Virginia is an equitable distribution state, which means that the division of property upon divorce must be fair, even if it will not be divided equally between both spouses. During the division process, the court will consider marital property, separate property, and hybrid property. Marital property is all property acquired during the time of the marriage, it is either jointly titled property or property that was acquired by one party but not made separate.
Furthermore, separate property, which is property owned by either spouse before the marriage, can be deemed marital property if the non-owning spouse has contributed to the asset increasing in value or in income being received through it. Otherwise, the property will remain with its original owner. In addition to this, the marital share of any pension, retirement benefit, personal injury compensation recovery of either party will be classified as marital property. Moreover, if a spouse contributes separate property to marital property during the marriage, such as paying the down payment on a house for example, that property will be deemed marital unless the amount contributed can be traced and documented. In such cases, it will be deemed as hybrid property, which is partially marital and partially separate.
There are many factors that may be considered in order to ensure an equitable, or fair, distribution of property.

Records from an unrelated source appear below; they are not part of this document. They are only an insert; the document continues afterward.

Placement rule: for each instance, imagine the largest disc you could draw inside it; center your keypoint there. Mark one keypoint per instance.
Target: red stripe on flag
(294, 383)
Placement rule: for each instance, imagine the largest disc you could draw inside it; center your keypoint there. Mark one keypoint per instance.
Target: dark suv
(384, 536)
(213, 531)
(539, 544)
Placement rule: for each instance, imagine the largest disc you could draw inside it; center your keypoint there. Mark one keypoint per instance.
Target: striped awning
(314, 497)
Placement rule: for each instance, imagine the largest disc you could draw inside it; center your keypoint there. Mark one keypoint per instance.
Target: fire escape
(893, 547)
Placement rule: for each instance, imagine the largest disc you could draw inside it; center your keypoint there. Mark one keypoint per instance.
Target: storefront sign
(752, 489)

These factors include : the financial and non-financial contributions made by each spouse to both the wellbeing of the family and also to the acquisition and reservation of marital property; the duration of the marriage; the reasons the marriage is ending and any circumstances that can be considered as ground for divorce; the mental and physical health of both spouses; the nature of the assets and how and when they were acquired; the basis of the debts and liabilities of each spouse; any assets that could be used as security for these debts; tax ramifications and the liquidity of these assets. There are also other special factors that the court may consider necessary in distributing the property, for example, a spouse’s share of the property could be diminished if they intentionally caused a fall in the value of one of the marital assets, or if they increased spending from a shared account in anticipation of divorce.
In the case of marital property that is jointly titled, the court may award it to either spouse or order it to be sold. On the other hand, marital property that is titled separately may not be transferred to the non-title owner. In such a case, the title owner retains the property but could be ordered by the court to pay a monetary sum to the other party.
When estimating the value of the assets, the court must use the ‘fair market value’. This is to ensure that the spouses get the fair value on their assets in case they appreciated or depreciated in value. Moreover, in the case of assets that are difficult to value, such as rare items or real property with special improvements, a professional appraiser might need to be hired to resolve the issue.